Quatrième de couverture …

Inspiré d’un fait divers survenu en 1856, Beloved exhume l’horreur et la folie d’un passé douloureux. Ancienne esclave, Sethe a tué l’enfant qu’elle chérissait au nom de l’amour et de la liberté, pour qu’elle échappe à un destin de servitude. Quelques années plus tard, le fantôme de Beloved, la petite fille disparue, revient douloureusement hanter sa mère coupable.

La première phrase

« Le 124 était habité de malveillance. Imprégné de la malédiction d’un bébé. »

Mon avis …

Un roman extrêmement fort sur les conditions d’esclavage aux États-Unis, quelques années avant la guerre de Sécession. Cette lecture n’a pas vraiment découlé d’un choix personnel puisque j’ai découvert ce livre au travers d’un cours d’anglais. Toni Morrison, auteure afro-américaine, a publié une dizaine de romans dont les principaux thèmes tournent autour du racisme, de la misère des Noirs aux États-Unis. Beloved a obtenu le prix Pulitzer en 1988. Si le fait de me retrouver confrontée à cet aspect douloureux de l’Histoire a été enrichissant, voire même bouleversant, je crois que malheureusement j’ai beaucoup moins accroché à la plume métaphorique (beaucoup trop à mon goût) de l’auteure. Un roman parfois difficile, mais nécessaire et qui ne peut que toucher son lecteur.

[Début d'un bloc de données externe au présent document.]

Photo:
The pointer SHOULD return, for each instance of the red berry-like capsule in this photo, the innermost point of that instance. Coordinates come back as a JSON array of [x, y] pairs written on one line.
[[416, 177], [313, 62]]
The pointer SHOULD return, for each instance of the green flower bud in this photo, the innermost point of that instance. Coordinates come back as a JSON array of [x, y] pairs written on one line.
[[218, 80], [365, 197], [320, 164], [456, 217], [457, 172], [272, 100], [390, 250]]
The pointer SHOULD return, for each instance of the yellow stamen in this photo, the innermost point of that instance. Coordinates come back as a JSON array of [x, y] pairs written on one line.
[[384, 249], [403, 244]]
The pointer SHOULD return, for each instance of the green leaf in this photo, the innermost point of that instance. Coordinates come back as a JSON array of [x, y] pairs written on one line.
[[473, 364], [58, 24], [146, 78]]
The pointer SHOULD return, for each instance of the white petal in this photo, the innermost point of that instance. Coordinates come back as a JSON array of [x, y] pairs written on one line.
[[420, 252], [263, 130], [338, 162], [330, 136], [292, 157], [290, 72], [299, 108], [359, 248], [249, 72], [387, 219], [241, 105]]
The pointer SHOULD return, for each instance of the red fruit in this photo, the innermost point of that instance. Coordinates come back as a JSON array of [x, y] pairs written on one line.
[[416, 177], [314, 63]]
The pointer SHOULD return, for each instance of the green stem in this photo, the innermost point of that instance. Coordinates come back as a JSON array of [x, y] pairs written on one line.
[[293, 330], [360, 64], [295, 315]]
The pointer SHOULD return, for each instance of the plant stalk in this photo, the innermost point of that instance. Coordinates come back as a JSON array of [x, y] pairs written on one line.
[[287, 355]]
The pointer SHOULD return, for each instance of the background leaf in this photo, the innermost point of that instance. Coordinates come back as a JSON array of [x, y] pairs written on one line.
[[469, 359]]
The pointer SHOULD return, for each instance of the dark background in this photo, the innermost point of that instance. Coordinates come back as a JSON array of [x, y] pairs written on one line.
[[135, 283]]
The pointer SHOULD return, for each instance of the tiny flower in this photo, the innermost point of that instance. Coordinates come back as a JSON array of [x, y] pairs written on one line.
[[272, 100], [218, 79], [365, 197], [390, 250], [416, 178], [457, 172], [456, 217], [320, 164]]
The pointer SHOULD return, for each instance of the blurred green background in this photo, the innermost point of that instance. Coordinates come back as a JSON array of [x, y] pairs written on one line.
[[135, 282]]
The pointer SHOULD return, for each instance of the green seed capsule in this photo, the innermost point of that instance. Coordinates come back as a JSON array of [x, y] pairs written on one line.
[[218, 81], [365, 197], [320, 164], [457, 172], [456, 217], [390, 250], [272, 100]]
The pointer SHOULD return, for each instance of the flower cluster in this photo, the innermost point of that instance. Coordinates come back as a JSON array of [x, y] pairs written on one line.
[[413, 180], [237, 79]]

L’intrigue se déroule principalement au 124 Bluestone Road, dans l’Ohio. Sethe, une ancienne esclave, s’y réfugie après avoir fui la plantation du Bon Abri. Son dernier enfant, la petite Denver, naît pendant la fuite. C’est alors que des hommes viennent la chercher pour la ramener de force au domaine. Désespérée, la jeune femme tente de tuer ses quatre enfants afin, selon elle, de les protéger d’une vie d’asservissement. Seul le troisième enfant de Sethe meurt sur le coup. Denver et sa maman sont conduites en prison avant de retrouver le 124, quelques années plus tard. C’est alors que des phénomènes surnaturels font leur apparition : un miroir qui vole en éclats, des petites empreintes de mains qui apparaissent mystérieusement, une étrange jeune fille postée contre un arbre. Cette jeune fille qui dit s’appeler Beloved, finit par rejoindre le quotidien du 124. Elle se lie très rapidement avec Sethe, à tel point que Denver souffre de ne plus autant exister qu’avant aux yeux de sa mère. Chacun semble en être persuadé, et si Beloved était le fantôme du bébé tué quelques années auparavant ? D’autant plus que « Beloved » n’est autre que l’inscription gravée sur la tombe du bébé…

Vous l’aurez compris, il s’agit en premier lieu d’un roman sombre et difficile. Divers thèmes sont abordés : l’esclavage bien entendu, mais également la liberté, la maternité, l’infanticide, le lien mère-fille. Une intrigue qui flirte également avec le surnaturel si bien qu’à la fin, j’ai eu des difficultés à me positionner. Beloved est-elle réellement un fantôme ou une jeune fille abandonnée qui cherchait avant tout une famille ? Il semblerait que Toni Morrison laisse au lecteur le soin de s’interroger, d’en tirer ses propres conclusions.

En bref, une lecture forte en émotions. J’ai littéralement été choquée par certaines scènes d’une violence extrême : l’enchaînement des esclaves dans des torrents de boue, l’épreuve du mors, la relation malsaine qui s’installe entre Sethe et Beloved. J’apprécie beaucoup l’intrigue d’Autant en emporte le vent, aussi cette lecture permet de se situer cette fois-ci du côté du quotidien des esclaves. Comme je vous le disais, cette lecture est cependant loin d’être un coup de cœur, dans le sens où j’aurais préféré que l’intrigue parte moins dans tous les sens (avec moins de flashback, donc) et soit moins dans le métaphorique à certains moments. Quoi qu’il en soit, j’ai fortement été marquée par ce roman. J’ai seulement eu comme l’impression de manquer d’air d’où mon avis plus que mitigé.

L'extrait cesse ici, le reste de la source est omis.